The Immortal dropped out of lightspeed in a lurch of constrained power, internal gravity popping Han's ears and shifting his weight before it caught up. Immediately the pit crew came to life, running through standard procedures as the first buzz of information came in.

"All stop," Captain Roth said from the front of the bridge as a matter of course. "Ops?"

"All systems online, Sir. Controls returned to the bridge. Reversion puts us on target, five thousand cubits from the Halla sector."

Han listened as the ship settled back into sublight routines, knowing that the individual ops stations needed to check in and confirm status before anyone could scan for the homing beacon's signal. Beside him the kid returned to the tech board, keying the console there to scan for the beacon's frequency, too impatient to wait.

"Sir," the comm officer lifted his head towards Captain Roth. "We have incoming updates and…"

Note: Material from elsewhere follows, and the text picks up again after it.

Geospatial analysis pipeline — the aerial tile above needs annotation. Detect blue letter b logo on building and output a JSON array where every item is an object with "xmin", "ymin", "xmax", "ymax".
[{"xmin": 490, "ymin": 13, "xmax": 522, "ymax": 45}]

"Got it!" Luke exclaimed under his breath, grinning. "Close by-very close. We can triangulate easily from this distance."

Indo leaned in, keeping his own voice low. "How long?"

"Seconds…it's narrowing the signal now."

A run of co-ordinates came up on the screen as Han moved closer, drawn in. "Well?"

Luke pulled up a navigation chart of Hutt Space and pasted the co-ordinates, watching as the system ticked…

Straightening, he looked up with pride-and it was Han that he turned to first, not Indo. "Danuta," he said triumphantly. "They're over Danuta."

In the crew pit, the comms officer stood up, voice tight. "Sir, we have an incoming alert from Danuta, in the Colovas system. The Imperial garrison there is under attack!"